メルビアは飛ぶように窓際へ行くと、硝子のそれを押し開ける。見下ろす中庭に、シフが笑って立っていた。

「し・・・」

言いかけて、慌てて口を塞ぐ。誰かに見付かったら大変だ。

シフはこちらを見上げて、大きく手招きをしている。飛び降りろという意味だ。メルビアは少しだけ躊躇うが、

これは別に初めての事ではない。

こくこくと頷いて見せると、念のため一度後ろを振り返って窓から身を乗り出し、飛び降りた。

「よっ・・・と」

シフはその身体をしっかりと横抱きに受け止める。

「おまえ、重くなったな」

「う、うるさい! それよりも、どうしたの?」

「ここじゃマズイ。来いよ」

「あ・・・ちょっと」

有無を言わせず、シフはその手を引いて見張りの兵に見付からないように城の中庭を走り抜ける。

 

            ☆

 

城からよりも、もっと月がはっきり見える見晴らしの良い丘。ラウォ城から少し離れたこの場所は、子どもの頃から

二人が良く遊んだ場所だった。

「だいぶ寒くなったなぁ」

シフは、息の白いメルビアの隣に立つ。

「ほら、これ着とけ」

自分の上着をメルビアの細い肩に掛けた。少々荒い手付きだが、昔から変わらない彼の優しさ。メルビアは素直に

袖を通し、そこに残るシフのぬくもりに身を預けた。

「びっくりしたよ、突然来るんだもん」

「これからはあんまり逢えないかもって思ったらさぁ。つい、詰所を脱け出して来ちまった」

シフも、同じ気持ちだったのだ。その表情も、やはり複雑な色。

「・・・」

「あ、帰りも心配すんなよ。もうすぐ見張りが交代する頃だ。その入れ替わる隙を突いて連れて帰ってやるから」

「うん・・・ありがと」

二人は、しばらく黙って月を見上げていた。

 

「ねぇシフ。明日にはもう・・・」

「・・・ああ」

メルビアの、濁した言葉の先。何を言わんとするかなど、訊くまでもない。シフも静かに頷く。

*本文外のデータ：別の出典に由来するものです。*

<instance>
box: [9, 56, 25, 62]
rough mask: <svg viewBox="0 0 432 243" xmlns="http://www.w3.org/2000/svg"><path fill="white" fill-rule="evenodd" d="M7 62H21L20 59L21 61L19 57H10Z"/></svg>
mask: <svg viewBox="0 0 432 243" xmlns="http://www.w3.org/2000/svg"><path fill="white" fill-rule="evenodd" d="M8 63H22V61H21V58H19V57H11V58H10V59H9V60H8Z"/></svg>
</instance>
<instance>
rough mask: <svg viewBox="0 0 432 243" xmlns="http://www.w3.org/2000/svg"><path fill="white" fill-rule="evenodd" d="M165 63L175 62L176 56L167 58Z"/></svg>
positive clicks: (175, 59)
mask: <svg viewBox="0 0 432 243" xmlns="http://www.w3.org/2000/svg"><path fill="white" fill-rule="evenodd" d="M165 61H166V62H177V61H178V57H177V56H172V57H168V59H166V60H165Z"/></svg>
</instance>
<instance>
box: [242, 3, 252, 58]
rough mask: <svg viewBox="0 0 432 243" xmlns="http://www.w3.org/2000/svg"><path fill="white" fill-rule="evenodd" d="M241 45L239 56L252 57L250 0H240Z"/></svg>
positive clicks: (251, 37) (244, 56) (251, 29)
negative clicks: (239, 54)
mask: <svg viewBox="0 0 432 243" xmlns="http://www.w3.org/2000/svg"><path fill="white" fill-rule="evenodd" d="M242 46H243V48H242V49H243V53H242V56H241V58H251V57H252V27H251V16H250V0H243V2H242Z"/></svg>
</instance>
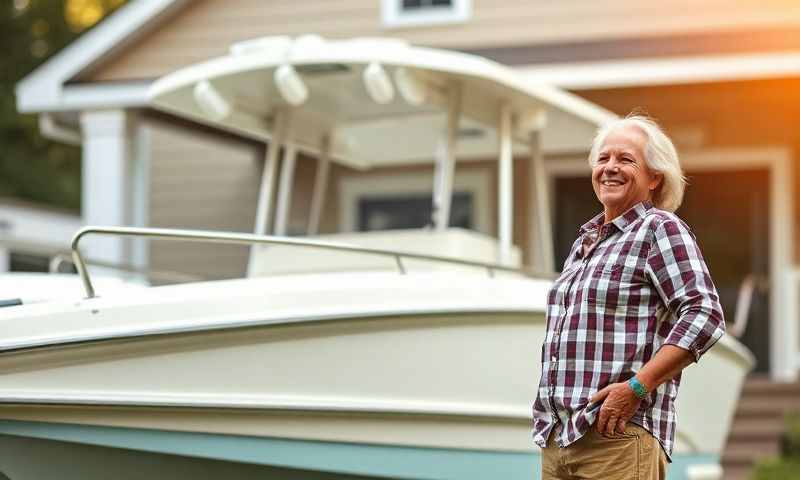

「騎士隊長になったら、実戦に出るようになるんだよね?」

「・・・ああ」

「ちゃんと、帰ってきてよね」

「・・・行くなって言われるかと思った」

シフが伏し目がちに笑う。そんな彼の手を、メルビアは握る。

「信じて、待ってるから。シフが帰って来るのを」

夜とはいえ、月の光は互いの表情を明るく照らす。

メルビアは、微笑んでいた。

「いつだって、ちゃんと待ってるからね」

「ああ・・・」

 

それ以上、言葉を交わさなかった。

もう子どもではないが、大人でもない。そんな十五歳の二人には、繋いだ手から伝わるあたたかさが全てだった。

それ以上に、思いを伝える方法を知らない。

立場は変わっても、この小さな幸せはずっと続くはずだと思っていた。

月も、城も、ずっとそこにある。

隣にいる相手も、ずっと変わらず傍にいるのだと。

そう思っていた。

 

翌日、華々しい就任式にてシフが騎士隊長の役目を与えられ、国中の喝采を浴びていた頃。

メルビアは地下牢へと幽閉された。